Question, is there a better way to optimize this than the following index ?

CREATE BITMAP INDEX P.I_IS_DELETE 
    ON P.ARCHIVED_ID(IS_DELETE)
LOGGING
TABLESPACE TBS_P_01
NOPARALLEL;

A few more points :

  • I'll never access P.ARCHIVED_ID without WHERE IS_DELETE = 'Y' (or only once when I update this field at the beginning of the script)
  • by default, Oracle don't register NULL in index, so I use NULL instead of "N", allowing me to make a partial ="Y" bitmap index, keeping it as small and useful as I can. FALSE
  • I use EXISTS, instead of IN, as Oracle recommend (ability to use index),
  • The part with IS_DELETE = 'Y' is for now 0%, but as it's a DWH, it's expected to only increase (as new lines are create everyday in the data source, and older are physically removed, setting them at IS_DELETE = 'Y' in the DWH)
  • the WHERE EXISTS is used around 20 time in my script, as it's how we deal to froze the archived values (move them and back on a temporary table, with insert append hint)

Solution

  • With any performance tuning exercise the devil is in the details. The following is some guesswork based on rules of thumb. You must run some performance benchmarks for yourself, using your actual tables and actual data.

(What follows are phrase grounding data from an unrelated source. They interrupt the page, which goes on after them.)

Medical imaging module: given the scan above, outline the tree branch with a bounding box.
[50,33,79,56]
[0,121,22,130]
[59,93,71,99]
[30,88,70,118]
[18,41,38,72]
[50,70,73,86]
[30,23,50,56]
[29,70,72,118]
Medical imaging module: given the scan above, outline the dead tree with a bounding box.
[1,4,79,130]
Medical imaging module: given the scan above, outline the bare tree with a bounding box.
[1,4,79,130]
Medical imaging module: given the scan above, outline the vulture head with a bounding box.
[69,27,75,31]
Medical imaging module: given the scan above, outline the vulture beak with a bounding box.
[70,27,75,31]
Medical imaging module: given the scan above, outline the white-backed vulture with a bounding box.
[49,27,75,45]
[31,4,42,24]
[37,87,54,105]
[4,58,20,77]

    "is there a better way to optimize this than the following index"

    Almost certainly, yes.

    The benefit of bitmap indexes lies in having several of them. That way,when we issue a query filtering on those columns the optimizer can choose to execute a Star Transformation to find the rows in the intersection of the bitmaps. Even then, bitmap indexes on bivalent columns are as useful as columns with several different values.

    One bitmap index on its own, particularly one with only two values, isn't much use. Given the monstrous overheads of maintain bitmap indexes, and their concurrency issues, you should probably consider other options.

    "~40M lines on an Oracle Exadata server"

    Oracle have engineered the Exadata appliance for crunching through large volumes of data. This means looking for paths which support hash joins, Bloom filters and similar operations. With Exadata a common tuning technique is to drop an existing index rather than creating a new one. While cheaper than bitmaps, B-Tree indexes still incur costs resource (CPU, storage, memory) so it's worth considering whether using Exadata's brute force offers a lower cost overall. That's what we pay the big bucks for.

    However, even Exadata's raw power is a limited resource. So if you're going to run this query a lot (or rather the EXISTS sub-query) you will likely get a benefit from clustering the excluded rows. From your question it seems IS_DELETE is an updated attribute you can't use physical organisation at the table level (CTAS, attribute clustering). So a B-tree index on ARCHIVED_ID(IS_DELETE, ID_ARCHIVED) is the primary candidate.

    With compound indexes it's usually best to start with the least selective column, and that is true here. You're only interested in the rows where IS_DELETE = 'Y', so leading with that column will reduce the number of blocks the sub-query needs to visit. Leading with ID_ARCHIVED would mean the sub-query has to scan the whole index. Even with Exadata, we should always seek to minimize the work undertaken to get a set of records.

    But please benchmark this, or any other index.


    " For the bitmap index, I was thinking it only track Not Null value (so Y), I'm mistaken ?"

    'Fraid so. Bitmap indexes have an entry for each indexed field. So, unlike single-column B-tree indexes, they do index null entries.

    "I use EXISTS, instead of IN, as Oracle recommend (ability to use index),"

    Hmmm, not sure what Oracle recommendation you think you're citing there. Which is better really depends on the data. But basically if the sub-query is huge and the main query is relatively small then EXISTS is more efficient. But if the data volumes are reversed, the main query is huge and the sub-query is small IN is the better choice. Given your current starting position is the sub-query returns no rows (because nothing is deleted) and presumably relatively few records will be deleted in the near future it seems more likely that IN is the construct you should be using.

    But again: benchmark each approach and see what works better with your data.